There have been other cases of the arrest of minors
on political charges. These young people will share award with
Calaylioglu.
According to the daily Cumhuriyet of December 22,
1989, the number of the Kurdish detainees under the age of 18 reached
to 40. Two special wards have recently been set up in the Prison E Type
No.1 of Diyarbakir for minor prisoners: one for the detainees between
11 and 15 years old and the other for those between 15 and 18.
In Istanbul, a 16-year old girl, S.O., was put in
the Bayrampasa Prison on December 14 for having distributed propaganda
leaflet for the Revolutionary Communist Party of Turkey (TDKP).
Recently, on March 17, 1990, a 14-year old secondary
school student, N.A., was arrested in the town of Suruç on charges of
communist propaganda. According to press reports, during a search in
the classroom, his teacher found in his pocket a piece of paper on
which there were some critical remarks on Turgut Ozal's visit to the
Black Sea Area. Considering these remarks as communist propaganda, the
teacher complained his young student to police authorities and N.A. was
a few days later taken into police custody.
IHD OFFICIAL'S DETENTION
Muzaffer Ilhan Erdost, the president of the Ankara
section of the Human Rights Association of Turkey (IHD) was detained on
March 12 on charges of making separatist propaganda in a foreword he
wrote for a book entitled The Truth Behind Diyarbakir by Edip Polat.
After a 35-hour detention Erdost was released on March 14. It was
announced that the prosecutor had mistakenly thought the book was
published by the IHD.
The investigation into the writer of the book Polat,
accused of spreading separatist propaganda, still continues.
A PRIEST ARRESTED IN ISTANBUL
Police arrested on March 14 nine people including a
Catholic pries and charged them with illegitimately smuggling Iraqi
Kurdish refugees from camps in Diyarbakir to Greece.
Police claimed Neaziz Yalap, the priest of the
Chaldean Catholic church in Istanbul, and the other eight men have been
running a ring which provided Greek passports to Kurdish refugees in
return for money.
UNREST WITHIN THE GOVERNMENT PARTY
Since Özal's access to the Presidential Palace, the
unrest within the Motherland Party (ANAP) has been growing so as to
shake the government headed by Yildirim Akbulut. The nomination of
Akbulut, known as a yes-man of Özal, has led to reactions as well among
ANAP deputies as in the party's members.
As after the 1987 elections ANAP held 289 seats in
the legislative assembly, this number fell to 282 after a series of
resignations. The government seems chaotic. Ministers are talking
against each other in the press. Akbulut has not succeeded his
authority neither on the government nor on the party organization.

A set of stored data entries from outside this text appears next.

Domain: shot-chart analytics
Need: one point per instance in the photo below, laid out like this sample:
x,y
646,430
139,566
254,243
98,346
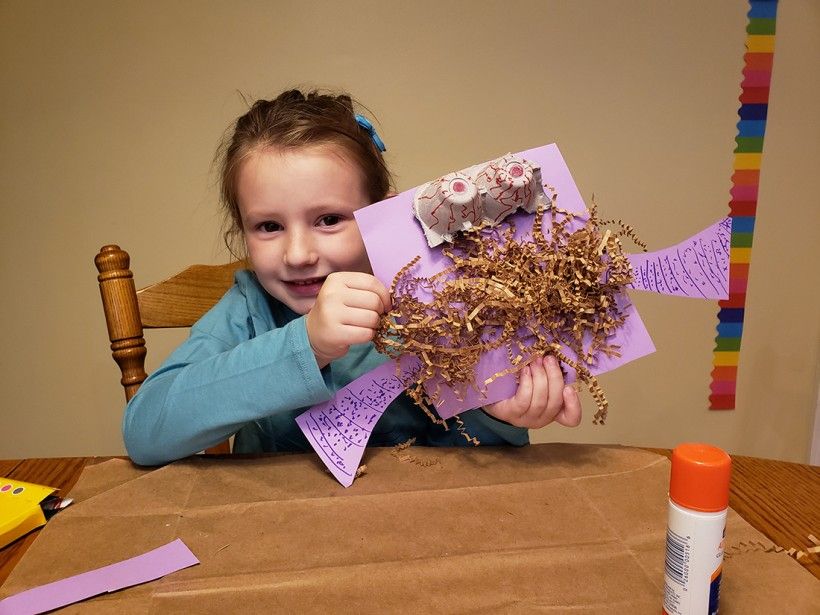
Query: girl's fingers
x,y
370,287
523,395
570,414
539,402
556,384
357,317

Akbulut's failure in governing the country has led to inventing many
jokes to evoke his lack of intelligence and capacity.
Akbulut's nomination as prime minister and the party
chief was first contested by a former vice-premier, Hasan Celal Güzel
at the party congress held in November 1989. Although Premier Akbulut
was elected party chief thanks to the support of the Holy Alliance,
Güzel proved his force by obtaining 382 votes against 739 for Akbulut.
The second blow to the party's unity has been the
recent resignation of Foreign Minister Mesut Yilmaz from the
government. Yilmaz was one of two ministers in the current cabinet who
had served in all Motherland Party (ANAP) governments since 1983.
Since the formation of the new government, Akbulut's
statements on various foreign policy issues have been contradicting
those of the Foreign Minister. The conflict between the two men and
their supporters came out into the open on February 20, the day before
Parliament held a general debate on foreign policy issues, when Yilmaz
gave his letter of resignation to Prime Minister. Akbulut immediately
appointed State Minister Ali Bozer, who has been in charge of Turkey's
relations with the European Community, to succeed Yilmaz.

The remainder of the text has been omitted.